だが今回のエピソードで明かされたのは、乃木が“愛という感情が分からない人間”であること。幼い頃に両親と生き別れ、親の愛を知らないまま記憶障害になってしまった彼は、人を人たらしめる最も重要な感情が抜け落ちている。その愛という不確かな存在を知るために、彼は大金を注ぎ込んで手術費用をまかない、ジャミーンの手を握って必死にその生還を願う。
「僕は、あなたとジャミーンが一緒にいる姿を見るだけで、すごく温かい気持ちになれるんです。薫さんを見ていると、母親を思い出すんです」
薫とジャミーンの二人に、乃木は自分自身と母親の姿を重ね合わせていた。そして彼は実の父親であるベキとも会って話をしたいと、別人格のFに訴える。父に会って愛を確かめたい乃木と、テロ組織のリーダーは抹殺すべきだと語るF。二つの人格は完全に対立する。

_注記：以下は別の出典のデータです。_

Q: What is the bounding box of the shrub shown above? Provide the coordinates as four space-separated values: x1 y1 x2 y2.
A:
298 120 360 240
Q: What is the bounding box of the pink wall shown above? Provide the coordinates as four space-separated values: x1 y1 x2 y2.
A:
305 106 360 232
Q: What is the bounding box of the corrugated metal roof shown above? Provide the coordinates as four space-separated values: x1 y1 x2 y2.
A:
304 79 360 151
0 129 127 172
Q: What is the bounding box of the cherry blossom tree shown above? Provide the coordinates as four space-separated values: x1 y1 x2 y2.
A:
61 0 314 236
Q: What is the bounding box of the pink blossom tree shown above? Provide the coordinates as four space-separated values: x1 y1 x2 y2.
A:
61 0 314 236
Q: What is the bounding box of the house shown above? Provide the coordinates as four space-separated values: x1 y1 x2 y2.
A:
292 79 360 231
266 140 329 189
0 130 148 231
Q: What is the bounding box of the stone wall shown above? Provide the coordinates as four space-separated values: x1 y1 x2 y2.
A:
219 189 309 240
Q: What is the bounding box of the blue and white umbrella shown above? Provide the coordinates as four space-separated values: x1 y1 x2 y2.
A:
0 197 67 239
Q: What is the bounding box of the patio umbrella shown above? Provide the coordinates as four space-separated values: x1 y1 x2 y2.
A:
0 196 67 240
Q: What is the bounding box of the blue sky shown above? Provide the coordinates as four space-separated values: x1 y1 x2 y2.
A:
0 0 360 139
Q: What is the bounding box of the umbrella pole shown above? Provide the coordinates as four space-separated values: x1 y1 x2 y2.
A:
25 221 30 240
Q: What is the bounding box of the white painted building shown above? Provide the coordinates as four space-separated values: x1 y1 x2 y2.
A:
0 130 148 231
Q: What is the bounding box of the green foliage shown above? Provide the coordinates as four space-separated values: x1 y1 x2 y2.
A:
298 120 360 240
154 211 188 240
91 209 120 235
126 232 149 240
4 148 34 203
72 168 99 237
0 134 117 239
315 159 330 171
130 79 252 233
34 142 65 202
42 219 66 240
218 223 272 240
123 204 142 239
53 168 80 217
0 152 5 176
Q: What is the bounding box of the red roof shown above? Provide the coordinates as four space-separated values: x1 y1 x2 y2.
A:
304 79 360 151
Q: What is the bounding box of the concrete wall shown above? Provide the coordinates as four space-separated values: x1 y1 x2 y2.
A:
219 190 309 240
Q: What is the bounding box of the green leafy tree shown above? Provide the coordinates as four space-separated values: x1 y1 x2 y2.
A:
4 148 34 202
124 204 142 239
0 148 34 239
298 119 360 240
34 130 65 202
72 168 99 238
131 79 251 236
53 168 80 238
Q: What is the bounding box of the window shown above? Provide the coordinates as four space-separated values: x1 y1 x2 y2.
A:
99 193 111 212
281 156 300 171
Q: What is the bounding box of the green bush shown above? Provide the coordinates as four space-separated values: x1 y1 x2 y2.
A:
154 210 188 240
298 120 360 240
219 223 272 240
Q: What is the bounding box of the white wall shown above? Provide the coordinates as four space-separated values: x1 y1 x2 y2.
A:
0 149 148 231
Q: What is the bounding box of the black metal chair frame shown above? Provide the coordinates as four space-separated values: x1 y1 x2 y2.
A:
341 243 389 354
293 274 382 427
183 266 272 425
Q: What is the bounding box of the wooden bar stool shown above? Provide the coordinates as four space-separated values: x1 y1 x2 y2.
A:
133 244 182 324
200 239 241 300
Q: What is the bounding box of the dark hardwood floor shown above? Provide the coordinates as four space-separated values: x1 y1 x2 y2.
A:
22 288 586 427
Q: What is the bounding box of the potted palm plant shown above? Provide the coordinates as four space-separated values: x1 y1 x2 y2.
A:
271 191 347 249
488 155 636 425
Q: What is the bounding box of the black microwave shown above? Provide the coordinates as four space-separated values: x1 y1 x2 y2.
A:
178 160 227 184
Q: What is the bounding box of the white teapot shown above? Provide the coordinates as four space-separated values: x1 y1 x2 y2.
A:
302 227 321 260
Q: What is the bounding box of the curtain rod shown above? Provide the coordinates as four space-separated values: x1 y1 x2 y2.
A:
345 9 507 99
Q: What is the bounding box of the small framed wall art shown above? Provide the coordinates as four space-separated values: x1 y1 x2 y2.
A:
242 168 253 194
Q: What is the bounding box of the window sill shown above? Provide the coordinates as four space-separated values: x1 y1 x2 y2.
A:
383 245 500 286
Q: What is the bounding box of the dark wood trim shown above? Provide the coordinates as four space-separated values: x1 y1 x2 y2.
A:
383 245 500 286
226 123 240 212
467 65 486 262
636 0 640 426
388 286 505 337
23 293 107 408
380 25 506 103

薫という仮の<母親>と結ばれ、自らの手で<父親>を殺す物語になるのだとしたら、それはもう完全にギリシア神話におけるオイディプースの物語だ。そうと知らずに母親と結ばれ、父親を葬ったオイディプースは、エディプス・コンプレックスの語源でもある。
となると別人格のFとは、オイディプースの物語へと導こうとするFATHER(父親)の頭文字なのだろうか。乃木の中に、父親と息子が共存しているのだろうか。『VIVANT』はここにきて、ギリシア神話的な輪郭を帯び始めてきた。